Il est à noter que la capacité de colonisation de l’espèce pourrait être due à un type de morphe particulier. En effet, lors des différentes prospections qui ont eu lieu en France, les trois morphes ont pu être observés dans les Pyrénées-Orientales tandis que seul le morphe ocellé semble être présent dans l’Aude et dans l’Hérault, les deux départements ayant été colonisés très rapidement ces dernières années. Cela pourrait être lié à un avantage adaptatif propre au morphe ocellé mais n’étant pas encore élucidé à ce jour.

 

 

Le cas du Discoglosse peint est particulier puisqu’il est protégé par la loi française et européenne tout en étant classé dans la liste rouge des amphibiens et reptiles de France comme étant une espèce exotique envahissante. Il est donc judicieux de rechercher dès à présent des solutions pour lutter contre cette espèce si la situation juridique de celle-ci venait à évoluer et à autoriser la régulation de cette espèce.

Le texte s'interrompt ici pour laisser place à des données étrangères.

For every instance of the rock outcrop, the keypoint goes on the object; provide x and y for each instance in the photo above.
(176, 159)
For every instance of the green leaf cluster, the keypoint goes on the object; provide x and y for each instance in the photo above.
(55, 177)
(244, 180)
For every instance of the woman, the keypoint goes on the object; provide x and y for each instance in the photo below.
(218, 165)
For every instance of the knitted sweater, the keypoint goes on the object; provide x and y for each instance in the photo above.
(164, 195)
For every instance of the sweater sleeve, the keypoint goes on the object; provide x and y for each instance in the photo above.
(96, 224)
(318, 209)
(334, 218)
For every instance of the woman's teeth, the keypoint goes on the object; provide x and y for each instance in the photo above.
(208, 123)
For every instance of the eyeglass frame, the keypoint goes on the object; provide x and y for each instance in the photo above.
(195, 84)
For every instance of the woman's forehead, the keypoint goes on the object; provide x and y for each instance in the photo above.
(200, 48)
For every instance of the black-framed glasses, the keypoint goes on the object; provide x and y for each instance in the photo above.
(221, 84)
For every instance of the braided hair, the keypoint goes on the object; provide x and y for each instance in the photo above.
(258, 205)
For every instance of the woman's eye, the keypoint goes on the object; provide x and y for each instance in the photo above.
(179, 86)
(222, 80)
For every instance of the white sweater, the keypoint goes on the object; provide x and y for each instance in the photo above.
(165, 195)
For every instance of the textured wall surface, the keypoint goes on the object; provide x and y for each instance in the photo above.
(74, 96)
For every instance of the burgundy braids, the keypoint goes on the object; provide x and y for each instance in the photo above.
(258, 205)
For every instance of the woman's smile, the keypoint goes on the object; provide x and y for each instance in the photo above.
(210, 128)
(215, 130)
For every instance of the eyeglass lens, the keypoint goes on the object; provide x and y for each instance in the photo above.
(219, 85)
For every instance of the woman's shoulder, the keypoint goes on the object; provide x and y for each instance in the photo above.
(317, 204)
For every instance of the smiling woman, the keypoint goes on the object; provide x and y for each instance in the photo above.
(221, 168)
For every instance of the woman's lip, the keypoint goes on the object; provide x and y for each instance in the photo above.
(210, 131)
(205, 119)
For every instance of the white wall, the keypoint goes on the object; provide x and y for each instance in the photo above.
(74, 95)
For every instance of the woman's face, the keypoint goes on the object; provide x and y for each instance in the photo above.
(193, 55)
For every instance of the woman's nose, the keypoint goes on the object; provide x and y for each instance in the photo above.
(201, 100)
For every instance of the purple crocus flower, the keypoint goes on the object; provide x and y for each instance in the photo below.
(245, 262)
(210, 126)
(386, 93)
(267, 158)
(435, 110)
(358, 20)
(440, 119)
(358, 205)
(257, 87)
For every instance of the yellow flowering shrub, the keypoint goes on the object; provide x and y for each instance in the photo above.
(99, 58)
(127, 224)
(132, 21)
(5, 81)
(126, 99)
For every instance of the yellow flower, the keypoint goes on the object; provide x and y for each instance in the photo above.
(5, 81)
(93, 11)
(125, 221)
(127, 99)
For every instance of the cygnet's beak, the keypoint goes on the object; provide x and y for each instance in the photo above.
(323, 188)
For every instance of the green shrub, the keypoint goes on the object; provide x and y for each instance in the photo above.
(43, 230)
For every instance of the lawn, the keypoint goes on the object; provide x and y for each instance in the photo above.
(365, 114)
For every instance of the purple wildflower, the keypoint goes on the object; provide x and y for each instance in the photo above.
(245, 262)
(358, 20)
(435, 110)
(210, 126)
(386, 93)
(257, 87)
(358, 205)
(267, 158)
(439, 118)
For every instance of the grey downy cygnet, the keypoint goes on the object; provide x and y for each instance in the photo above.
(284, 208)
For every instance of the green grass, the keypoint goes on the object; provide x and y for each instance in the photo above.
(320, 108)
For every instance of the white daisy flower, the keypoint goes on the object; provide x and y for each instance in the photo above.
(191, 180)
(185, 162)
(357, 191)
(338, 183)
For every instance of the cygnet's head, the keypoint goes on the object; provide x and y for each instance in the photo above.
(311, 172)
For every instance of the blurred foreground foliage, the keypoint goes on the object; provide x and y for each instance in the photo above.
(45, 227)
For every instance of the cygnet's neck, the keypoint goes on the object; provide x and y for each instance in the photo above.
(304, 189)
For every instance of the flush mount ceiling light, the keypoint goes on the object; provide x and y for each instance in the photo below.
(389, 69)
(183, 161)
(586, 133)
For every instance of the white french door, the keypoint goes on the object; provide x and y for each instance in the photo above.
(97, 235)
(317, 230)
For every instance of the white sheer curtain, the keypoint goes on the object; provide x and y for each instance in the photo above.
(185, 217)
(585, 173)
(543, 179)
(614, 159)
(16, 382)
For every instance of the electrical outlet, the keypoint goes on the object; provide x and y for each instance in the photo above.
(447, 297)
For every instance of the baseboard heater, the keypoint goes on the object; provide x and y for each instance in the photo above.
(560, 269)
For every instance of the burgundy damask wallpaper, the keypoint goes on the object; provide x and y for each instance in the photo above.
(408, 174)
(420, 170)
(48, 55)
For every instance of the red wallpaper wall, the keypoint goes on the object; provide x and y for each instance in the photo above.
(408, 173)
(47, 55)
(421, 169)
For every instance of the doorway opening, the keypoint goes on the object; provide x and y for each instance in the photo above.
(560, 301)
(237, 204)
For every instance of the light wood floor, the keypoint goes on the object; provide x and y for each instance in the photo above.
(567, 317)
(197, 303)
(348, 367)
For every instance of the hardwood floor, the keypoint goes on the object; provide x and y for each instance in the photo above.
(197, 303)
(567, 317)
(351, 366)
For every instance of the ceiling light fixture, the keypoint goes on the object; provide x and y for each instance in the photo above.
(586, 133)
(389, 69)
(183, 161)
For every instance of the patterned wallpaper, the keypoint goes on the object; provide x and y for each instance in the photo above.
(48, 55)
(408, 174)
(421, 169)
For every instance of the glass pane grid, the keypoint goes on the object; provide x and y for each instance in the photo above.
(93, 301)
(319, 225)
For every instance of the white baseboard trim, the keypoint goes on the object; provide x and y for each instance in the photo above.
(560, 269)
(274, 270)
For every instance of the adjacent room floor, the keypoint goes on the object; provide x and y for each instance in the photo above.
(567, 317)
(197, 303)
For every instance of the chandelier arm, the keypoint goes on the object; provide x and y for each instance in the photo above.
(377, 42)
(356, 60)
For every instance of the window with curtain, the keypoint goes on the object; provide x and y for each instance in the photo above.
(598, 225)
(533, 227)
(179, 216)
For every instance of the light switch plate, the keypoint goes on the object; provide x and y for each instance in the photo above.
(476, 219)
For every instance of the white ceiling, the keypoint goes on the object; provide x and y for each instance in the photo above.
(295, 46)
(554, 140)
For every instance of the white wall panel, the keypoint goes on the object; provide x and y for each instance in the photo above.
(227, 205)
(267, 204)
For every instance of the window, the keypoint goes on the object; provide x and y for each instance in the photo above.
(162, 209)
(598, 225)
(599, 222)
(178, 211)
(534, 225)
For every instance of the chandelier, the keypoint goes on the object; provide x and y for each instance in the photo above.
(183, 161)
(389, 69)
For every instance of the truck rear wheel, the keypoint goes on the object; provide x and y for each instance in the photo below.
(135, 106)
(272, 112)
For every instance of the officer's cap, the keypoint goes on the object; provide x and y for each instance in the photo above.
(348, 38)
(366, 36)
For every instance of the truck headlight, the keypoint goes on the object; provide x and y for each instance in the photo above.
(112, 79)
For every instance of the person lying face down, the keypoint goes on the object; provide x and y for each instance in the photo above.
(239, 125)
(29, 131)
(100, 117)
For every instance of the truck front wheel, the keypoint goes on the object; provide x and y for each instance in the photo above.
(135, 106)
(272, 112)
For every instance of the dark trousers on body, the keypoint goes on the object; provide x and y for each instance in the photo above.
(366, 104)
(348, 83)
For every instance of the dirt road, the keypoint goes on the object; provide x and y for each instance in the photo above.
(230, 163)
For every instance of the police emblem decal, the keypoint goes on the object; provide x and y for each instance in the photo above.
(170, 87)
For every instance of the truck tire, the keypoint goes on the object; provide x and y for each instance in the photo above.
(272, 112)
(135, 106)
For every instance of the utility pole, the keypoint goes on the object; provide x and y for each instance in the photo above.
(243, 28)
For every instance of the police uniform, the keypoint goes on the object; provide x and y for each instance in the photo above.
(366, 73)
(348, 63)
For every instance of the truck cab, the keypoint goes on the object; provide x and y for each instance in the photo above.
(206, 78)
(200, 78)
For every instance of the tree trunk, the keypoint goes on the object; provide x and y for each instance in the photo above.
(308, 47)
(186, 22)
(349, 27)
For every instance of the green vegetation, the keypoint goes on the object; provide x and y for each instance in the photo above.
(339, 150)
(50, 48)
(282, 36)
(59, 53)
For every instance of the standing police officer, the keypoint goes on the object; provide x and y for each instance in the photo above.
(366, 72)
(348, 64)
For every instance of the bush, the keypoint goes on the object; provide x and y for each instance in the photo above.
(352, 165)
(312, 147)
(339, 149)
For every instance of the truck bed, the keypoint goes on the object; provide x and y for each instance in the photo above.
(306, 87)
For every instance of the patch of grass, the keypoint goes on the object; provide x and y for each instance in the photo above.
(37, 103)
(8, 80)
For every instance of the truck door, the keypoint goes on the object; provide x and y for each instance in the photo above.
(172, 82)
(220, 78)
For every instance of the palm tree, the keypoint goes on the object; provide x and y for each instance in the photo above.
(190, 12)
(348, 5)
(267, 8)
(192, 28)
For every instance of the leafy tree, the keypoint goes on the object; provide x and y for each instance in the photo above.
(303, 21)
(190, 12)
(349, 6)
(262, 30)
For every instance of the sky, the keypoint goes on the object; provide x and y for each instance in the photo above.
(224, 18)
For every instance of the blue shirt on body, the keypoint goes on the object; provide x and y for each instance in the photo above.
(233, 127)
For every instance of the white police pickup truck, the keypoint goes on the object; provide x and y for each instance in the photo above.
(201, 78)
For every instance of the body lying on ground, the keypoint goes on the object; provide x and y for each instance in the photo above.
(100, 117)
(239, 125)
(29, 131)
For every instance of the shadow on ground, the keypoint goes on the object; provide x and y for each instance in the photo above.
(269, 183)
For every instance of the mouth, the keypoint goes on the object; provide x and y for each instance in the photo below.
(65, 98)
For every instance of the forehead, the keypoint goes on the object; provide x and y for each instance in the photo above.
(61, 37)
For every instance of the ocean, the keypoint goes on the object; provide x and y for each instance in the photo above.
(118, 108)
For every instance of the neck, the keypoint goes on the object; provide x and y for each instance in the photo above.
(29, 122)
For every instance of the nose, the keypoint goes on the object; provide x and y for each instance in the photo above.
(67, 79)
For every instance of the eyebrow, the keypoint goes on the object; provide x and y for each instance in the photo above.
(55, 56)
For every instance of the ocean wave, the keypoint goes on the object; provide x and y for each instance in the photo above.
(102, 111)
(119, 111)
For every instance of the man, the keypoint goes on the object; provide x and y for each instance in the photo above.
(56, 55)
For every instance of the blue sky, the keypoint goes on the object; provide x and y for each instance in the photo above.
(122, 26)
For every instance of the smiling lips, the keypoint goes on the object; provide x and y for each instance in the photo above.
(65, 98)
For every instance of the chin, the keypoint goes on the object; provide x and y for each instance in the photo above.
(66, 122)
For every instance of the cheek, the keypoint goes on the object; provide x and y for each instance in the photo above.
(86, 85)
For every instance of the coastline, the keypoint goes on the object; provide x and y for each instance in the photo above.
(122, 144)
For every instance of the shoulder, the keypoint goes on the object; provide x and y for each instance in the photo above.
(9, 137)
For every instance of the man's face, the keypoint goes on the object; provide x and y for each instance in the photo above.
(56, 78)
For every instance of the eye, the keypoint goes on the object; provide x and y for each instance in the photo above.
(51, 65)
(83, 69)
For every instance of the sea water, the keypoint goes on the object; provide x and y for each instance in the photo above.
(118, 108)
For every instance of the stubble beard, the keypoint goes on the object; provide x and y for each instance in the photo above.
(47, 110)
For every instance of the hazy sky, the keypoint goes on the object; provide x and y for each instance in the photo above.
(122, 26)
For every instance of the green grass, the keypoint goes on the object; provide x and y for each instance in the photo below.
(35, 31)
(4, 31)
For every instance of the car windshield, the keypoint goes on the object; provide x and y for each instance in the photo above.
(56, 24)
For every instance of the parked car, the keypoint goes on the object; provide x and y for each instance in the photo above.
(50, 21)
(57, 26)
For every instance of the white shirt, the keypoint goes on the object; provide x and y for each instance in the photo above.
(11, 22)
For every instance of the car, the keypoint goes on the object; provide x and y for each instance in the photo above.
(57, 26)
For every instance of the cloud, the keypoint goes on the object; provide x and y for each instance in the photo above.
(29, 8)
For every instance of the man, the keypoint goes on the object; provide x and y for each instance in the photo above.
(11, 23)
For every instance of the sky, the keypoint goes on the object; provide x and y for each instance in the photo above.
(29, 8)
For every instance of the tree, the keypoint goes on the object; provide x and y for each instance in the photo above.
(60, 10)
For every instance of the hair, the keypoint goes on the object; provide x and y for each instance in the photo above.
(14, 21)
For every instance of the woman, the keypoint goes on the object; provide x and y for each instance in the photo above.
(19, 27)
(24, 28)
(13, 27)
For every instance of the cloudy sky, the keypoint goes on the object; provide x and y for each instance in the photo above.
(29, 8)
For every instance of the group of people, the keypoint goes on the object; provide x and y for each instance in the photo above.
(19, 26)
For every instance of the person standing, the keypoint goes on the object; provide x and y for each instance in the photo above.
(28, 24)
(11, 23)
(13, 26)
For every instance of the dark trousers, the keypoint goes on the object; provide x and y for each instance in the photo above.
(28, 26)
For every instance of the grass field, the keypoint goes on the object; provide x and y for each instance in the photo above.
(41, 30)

En effet, même si le discoglosse peint n’a pas un impacte aussi important que celui de la grenouille taureau, il se peut que celui-ci soit plus important que ce qui a pu déjà être montré et la rapidité de sa progression pourrait l’amener à entrer en compétition avec d’autres espèces indigènes qui seront peut-être plus sensible à sa présence que celles déjà impactées.

 

On peut imaginer différentes actions à mettre en oeuvre pour limiter ces impactes :

- La capture des individus immatures qui propagent l’espèce, afin d’enrayer sa dispersion.

- Le piégeage des adultes.

- Le prélèvement puis la destruction des pontes durant la période de reproduction.

 

Cependant d’autres études sont nécessaires afin de préciser les réels impacts de cette espèce sur la faune autochtone car ceux-ci restent peu documentés.